Los Angeles Lakers rookie Lonzo Ball seems to have returned to the court a newer, more confident version of himself. Ball has been sure of himself since overcoming an MCL sprain, and his shooting percentages have demonstrated as much.
Within the last three months he’s shot 43 percent from the field and 38 percent from the 3-point line. After not playing for a six-game stretch and then a 15-game stretch due to shoulder and knee injuries, respectively, he’s come back with a renewed sense of skill.
When Ball first jumped onto the scene as a freshman at UCLA, there was plenty of commentary and analysis on the way he shot the basketball because his form is unorthodox. At one point, his coaches at UCLA discussed experimenting with changing Ball’s form.
He shot 55 percent from the floor and 41 percent from deep at UCLA, there were questions whether Ball’s jump shot would successfully translate to the NBA level.
The No. 2 overall pick struggled to historic proportions out of the gate. He shot just 28.6 percent from 3-point territory in October, then 24.3 percent from behind the arc and 30.4 percent overall in November.
Whispers of Ball needing to refine his shooting form again began to surface, but he and the Lakers dispelled the idea or possibility. For the time being, at least.
As Ball struggled to find the mark, there were instances he seemed reluctant to take some shots.
Who could blame him? But that same hesitation was killing his rhythm. However, the tide seems to have turned.
In four games since returning from injury, Ball has shot a blistering 63.6 percent from 3-point land. Expanded to a larger sample size of the last 15 games (13 starts), he’s still shooting a respectable 44.4 percent from deep.
Ball seven set a career high with six 3-pointers to help keep the Lakers to a comeback win against the San Antonio Spurs. Additionally, he became the first player in Lakers franchise history with that many 3-point makes to go along with 11 assists.

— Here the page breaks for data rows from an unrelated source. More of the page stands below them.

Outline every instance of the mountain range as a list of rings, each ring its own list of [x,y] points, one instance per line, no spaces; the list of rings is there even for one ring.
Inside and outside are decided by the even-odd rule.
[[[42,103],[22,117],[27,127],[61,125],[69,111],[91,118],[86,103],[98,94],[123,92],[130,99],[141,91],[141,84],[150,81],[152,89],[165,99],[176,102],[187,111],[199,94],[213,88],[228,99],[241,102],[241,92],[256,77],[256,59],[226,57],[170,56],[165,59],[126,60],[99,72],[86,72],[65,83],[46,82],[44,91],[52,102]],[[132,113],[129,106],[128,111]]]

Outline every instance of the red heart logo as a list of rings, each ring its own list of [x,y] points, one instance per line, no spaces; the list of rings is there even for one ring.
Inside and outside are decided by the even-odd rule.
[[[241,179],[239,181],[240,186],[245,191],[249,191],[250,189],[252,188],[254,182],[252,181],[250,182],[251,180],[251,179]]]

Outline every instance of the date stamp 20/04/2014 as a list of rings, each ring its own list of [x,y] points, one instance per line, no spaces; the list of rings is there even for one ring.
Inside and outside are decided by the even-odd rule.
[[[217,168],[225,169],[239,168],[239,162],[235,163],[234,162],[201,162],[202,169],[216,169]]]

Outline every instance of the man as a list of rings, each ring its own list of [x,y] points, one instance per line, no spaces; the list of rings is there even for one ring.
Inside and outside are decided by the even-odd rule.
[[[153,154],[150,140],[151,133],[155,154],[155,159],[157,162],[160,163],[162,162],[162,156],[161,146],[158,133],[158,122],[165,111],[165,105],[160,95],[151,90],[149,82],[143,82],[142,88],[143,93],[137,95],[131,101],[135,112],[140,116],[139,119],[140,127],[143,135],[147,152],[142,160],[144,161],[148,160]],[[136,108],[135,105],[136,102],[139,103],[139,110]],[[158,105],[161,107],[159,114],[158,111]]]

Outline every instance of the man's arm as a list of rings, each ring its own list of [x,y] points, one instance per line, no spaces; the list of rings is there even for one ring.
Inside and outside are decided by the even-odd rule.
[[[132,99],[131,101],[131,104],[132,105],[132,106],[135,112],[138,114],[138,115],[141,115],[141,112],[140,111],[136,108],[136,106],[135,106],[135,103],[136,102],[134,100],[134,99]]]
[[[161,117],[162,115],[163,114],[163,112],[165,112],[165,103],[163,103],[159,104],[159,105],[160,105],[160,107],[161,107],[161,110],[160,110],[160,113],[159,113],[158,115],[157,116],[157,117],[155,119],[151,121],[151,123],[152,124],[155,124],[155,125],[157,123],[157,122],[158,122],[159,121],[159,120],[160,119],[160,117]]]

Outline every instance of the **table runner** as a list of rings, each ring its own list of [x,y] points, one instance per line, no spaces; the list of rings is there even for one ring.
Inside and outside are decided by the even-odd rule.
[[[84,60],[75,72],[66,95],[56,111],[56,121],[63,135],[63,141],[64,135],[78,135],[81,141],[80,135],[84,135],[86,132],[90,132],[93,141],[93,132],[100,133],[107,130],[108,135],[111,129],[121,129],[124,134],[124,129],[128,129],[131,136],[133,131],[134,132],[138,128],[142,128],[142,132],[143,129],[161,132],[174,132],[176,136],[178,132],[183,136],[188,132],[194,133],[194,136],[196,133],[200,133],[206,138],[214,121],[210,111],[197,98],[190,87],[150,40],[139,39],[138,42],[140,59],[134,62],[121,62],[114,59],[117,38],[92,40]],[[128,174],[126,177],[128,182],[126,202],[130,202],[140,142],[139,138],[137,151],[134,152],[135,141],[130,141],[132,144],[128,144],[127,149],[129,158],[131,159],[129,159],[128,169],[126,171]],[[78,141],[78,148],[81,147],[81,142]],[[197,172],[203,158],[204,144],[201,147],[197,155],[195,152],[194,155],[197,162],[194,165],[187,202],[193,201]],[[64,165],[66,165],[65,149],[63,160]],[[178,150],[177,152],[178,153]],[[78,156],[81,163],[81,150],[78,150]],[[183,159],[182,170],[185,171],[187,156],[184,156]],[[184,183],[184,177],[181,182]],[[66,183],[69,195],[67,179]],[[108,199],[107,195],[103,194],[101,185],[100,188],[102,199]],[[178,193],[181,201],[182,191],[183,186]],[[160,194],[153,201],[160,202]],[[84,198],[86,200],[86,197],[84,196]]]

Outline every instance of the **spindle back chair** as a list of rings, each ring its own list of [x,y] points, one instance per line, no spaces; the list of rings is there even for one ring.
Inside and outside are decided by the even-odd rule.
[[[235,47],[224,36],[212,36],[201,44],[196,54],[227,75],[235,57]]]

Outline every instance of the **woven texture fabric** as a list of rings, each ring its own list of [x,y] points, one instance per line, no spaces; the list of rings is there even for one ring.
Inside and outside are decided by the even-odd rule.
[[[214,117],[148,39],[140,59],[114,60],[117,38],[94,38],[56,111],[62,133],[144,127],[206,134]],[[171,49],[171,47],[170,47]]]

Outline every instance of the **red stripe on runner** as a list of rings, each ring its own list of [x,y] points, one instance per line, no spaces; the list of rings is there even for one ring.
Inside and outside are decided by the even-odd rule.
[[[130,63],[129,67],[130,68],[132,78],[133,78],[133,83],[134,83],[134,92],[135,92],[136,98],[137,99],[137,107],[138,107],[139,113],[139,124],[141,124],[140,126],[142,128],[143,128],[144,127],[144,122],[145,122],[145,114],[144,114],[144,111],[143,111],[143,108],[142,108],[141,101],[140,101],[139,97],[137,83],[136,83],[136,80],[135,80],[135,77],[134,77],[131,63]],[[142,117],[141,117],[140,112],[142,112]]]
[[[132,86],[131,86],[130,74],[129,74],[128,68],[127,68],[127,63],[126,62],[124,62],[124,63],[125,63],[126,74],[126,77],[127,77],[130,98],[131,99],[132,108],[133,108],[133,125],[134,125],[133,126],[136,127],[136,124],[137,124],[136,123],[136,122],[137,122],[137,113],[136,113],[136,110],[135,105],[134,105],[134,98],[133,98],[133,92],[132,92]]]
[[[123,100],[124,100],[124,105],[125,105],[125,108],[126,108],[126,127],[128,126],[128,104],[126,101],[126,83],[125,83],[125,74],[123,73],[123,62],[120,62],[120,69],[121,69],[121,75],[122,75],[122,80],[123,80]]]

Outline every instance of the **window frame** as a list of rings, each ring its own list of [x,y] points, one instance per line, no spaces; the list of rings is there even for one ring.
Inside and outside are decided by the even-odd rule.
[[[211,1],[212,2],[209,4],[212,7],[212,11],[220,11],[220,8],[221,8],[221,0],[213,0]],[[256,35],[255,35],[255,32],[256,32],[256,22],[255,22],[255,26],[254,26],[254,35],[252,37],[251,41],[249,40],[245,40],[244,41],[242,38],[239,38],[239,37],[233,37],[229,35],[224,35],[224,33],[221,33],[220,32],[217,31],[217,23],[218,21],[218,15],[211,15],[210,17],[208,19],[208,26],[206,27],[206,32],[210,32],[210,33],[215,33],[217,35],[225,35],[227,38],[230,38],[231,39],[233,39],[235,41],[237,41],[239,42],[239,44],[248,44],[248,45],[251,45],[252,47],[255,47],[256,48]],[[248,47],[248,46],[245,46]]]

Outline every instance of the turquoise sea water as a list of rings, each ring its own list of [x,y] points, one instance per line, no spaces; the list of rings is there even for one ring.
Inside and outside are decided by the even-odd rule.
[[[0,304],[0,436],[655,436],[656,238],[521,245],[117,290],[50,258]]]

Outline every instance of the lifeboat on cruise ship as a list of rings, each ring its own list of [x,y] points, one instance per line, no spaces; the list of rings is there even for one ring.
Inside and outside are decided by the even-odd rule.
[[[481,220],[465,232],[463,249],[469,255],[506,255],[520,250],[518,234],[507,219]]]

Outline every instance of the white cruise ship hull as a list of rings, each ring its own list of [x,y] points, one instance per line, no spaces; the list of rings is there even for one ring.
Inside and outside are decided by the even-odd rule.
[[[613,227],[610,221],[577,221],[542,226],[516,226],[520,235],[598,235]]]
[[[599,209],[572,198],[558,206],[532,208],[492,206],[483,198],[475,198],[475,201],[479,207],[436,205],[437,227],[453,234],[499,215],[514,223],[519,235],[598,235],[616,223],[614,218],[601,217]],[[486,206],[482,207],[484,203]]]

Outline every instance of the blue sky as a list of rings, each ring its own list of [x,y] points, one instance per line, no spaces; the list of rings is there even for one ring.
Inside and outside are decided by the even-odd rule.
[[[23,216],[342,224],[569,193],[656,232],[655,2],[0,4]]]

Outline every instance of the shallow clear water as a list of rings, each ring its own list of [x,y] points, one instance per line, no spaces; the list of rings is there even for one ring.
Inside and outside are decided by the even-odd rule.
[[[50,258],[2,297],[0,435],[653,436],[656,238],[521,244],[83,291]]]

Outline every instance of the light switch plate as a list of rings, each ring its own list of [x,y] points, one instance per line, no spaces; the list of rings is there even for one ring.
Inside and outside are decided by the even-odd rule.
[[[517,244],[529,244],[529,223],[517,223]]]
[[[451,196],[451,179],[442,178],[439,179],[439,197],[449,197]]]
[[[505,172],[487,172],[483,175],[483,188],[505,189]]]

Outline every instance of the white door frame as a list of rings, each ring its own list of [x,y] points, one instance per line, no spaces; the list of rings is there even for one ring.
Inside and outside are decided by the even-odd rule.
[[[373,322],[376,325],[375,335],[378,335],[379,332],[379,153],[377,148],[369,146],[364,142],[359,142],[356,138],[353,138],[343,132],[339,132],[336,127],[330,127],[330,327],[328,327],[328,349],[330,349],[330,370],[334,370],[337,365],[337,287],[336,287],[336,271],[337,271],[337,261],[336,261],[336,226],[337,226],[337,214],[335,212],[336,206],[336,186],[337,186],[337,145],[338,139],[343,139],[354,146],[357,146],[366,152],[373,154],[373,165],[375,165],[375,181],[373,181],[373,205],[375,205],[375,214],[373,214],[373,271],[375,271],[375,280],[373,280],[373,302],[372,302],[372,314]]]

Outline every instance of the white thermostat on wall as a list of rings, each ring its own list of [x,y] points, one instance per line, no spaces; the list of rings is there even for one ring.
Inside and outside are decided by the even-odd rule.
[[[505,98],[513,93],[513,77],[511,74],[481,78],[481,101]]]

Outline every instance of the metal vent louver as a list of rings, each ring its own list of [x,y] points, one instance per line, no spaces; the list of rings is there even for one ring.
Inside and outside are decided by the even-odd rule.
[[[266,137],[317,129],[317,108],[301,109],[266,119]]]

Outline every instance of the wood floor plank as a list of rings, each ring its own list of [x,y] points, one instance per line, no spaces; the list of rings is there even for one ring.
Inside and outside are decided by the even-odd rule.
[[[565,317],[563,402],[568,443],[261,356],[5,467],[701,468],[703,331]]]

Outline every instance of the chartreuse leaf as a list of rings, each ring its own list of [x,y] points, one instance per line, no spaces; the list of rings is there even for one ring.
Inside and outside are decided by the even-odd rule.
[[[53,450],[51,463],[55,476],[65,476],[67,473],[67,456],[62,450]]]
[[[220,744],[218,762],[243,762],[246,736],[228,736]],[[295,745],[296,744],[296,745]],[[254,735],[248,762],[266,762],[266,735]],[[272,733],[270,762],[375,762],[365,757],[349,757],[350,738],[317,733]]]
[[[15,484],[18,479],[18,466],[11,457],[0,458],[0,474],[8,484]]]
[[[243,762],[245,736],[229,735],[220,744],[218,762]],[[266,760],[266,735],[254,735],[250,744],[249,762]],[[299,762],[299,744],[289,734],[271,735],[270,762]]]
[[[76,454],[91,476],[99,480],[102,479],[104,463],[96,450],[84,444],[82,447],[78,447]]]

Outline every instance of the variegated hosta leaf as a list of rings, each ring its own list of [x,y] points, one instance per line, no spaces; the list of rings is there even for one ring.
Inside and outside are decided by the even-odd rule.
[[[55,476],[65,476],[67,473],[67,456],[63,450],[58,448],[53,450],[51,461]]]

He’s become more comfortable and it’s shown in his enthusiastic performances. Ball is back to playing on instinct now and demonstrating the skill set that had the Lakers front office giddy when they drafted him.
Ball only needed to drown out the criticism. He needed to continue to build a rapport with his teammates to be able to successfully win more games.
And, perhaps he doesn’t need to learn the ‘proper’ shooting form.